Bitext alignment techniques are at the heart of the revolution that swept through the field of machine translation (MT) two decades ago. From the early attempts of pioneers like Kay and Röscheisen 1993), to the recent success of [enter name of your current favorite alignment method or researcher], the growth of translation alignment is so tightly intertwined with that of statistical machine translation that it is actually difficult (and most likely futile) to try to establish which was most instrumental to which. From the beginning, researchers have been attracted by the alignment problem, not only because of its essential link to MT and the numerous other applications that could be derived, but also because bitext alignment seems like a “neat” problem: one around which a researcher can easily wrap his or her head until a clean solution emerges.
Of course, this neatness is mostly illusory, as many researchers eventually found out, and all these “possible” links in publicly available reference alignments are witnesses to the fact that translation alignment is not a perfectly well defined problem, and that explaining the subtle ways in which identical concepts are rendered across languages by drawing lines between words is an oversimplification, to say the least.
In spite of this, Tiedemann’s book is a timely addition to the natural language processing literature. After going through the motivations in Chapter 1, he introduces the basic concepts and terminology in Chapter 2, discusses various alignment types, models and search procedures, and presents the fundamentals of alignment evaluation. Of particular interest is the discussion on the crucial role played by the segmentation of the text into the units on which the alignment will operate. The process of collecting and structuring parallel corpora is briefly outlined in Chapter 3.
In Chapter 4, Tiedemann gets to the heart of the matter with sentence-level alignment. Following a more-or-less historical line, he first covers approaches based on surface features (sentence lengths, alignment type), à la Gale and Church (1993), then methods relying on lexical resources, before looking at combined and resource-specific methods.
Chapter 5 covers word-alignment techniques. As one would expect, it makes up a sizeable portion of the book (about a third). Half of this chapter is devoted to generative translation models (essentially, the IBM models), the other half to various discriminative models. Finally, Chapter 6 rapidly surveys phrase and tree alignment models.
Overall, Tiedemann’s book covers a lot of ground, possibly a bit too much. This is a vast field, which has seen the publication of hundreds (thousands?) of publications over the last 20 years or so. The author clearly knows his stuff, and manages to structure its presentation in a logical and intuitive manner. The exposition’s clarity sometimes suffers, however, from the author’s obvious desire not to miss anything.
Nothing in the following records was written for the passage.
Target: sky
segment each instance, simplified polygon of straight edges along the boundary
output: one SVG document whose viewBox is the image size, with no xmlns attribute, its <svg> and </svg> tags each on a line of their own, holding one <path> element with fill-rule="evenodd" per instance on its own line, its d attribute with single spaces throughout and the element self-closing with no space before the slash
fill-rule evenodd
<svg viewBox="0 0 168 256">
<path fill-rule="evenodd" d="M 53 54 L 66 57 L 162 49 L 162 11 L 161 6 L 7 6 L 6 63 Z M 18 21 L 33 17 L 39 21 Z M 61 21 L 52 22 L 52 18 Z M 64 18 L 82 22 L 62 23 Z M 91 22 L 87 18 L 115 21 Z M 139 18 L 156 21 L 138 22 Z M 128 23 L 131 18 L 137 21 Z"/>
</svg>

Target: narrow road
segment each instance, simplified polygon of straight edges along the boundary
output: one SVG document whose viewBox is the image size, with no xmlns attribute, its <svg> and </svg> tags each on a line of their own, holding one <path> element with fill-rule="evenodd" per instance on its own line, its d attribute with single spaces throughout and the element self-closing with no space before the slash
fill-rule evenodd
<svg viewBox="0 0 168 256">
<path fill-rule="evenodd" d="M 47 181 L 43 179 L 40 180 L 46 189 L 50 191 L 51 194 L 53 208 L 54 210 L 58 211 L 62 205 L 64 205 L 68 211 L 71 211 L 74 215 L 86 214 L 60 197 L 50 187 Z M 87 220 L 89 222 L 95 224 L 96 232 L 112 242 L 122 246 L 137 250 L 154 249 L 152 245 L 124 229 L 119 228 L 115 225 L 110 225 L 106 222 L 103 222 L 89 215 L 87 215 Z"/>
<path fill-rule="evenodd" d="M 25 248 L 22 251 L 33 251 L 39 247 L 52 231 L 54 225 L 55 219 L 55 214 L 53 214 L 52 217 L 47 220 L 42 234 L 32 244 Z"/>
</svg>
Many research avenues are just alluded to, and even fundamental notions are sometimes presented in a sketchy manner. For instance, the topic that clearly gets the most elaborate presentation is the IBM models, with 15 pages; yet it is unlikely that a reader new to this field will manage to extract more than a general intuition about them.
It is also worth noting that the book probably requires more from the reader than just “familiarity with basic concepts” of machine learning. The means and methods of machine learning have become so ubiquitous in computational linguistics that we tend to forget how fundamental they are: the cycle of training and testing, feature engineering, the debates of generative versus discriminative modeling, supervised versus semi-supervised versus unsupervised learning, and so forth. All of this is part of our daily routine and has taken over our way of viewing the field.
All this is not to say that this is not a useful book. It is a well-structured, well-written overview of the state-of-the-art in text-translation alignment. It reads like a roadmap of the work accomplished more than a true travel guide. As such, it is rich with pointers to the many variations on methods and approaches to the problem. It will most likely be of interest to the bi-curious among us: graduate students and researchers who, although already familiar with computational linguistics, may feel attracted to the other text.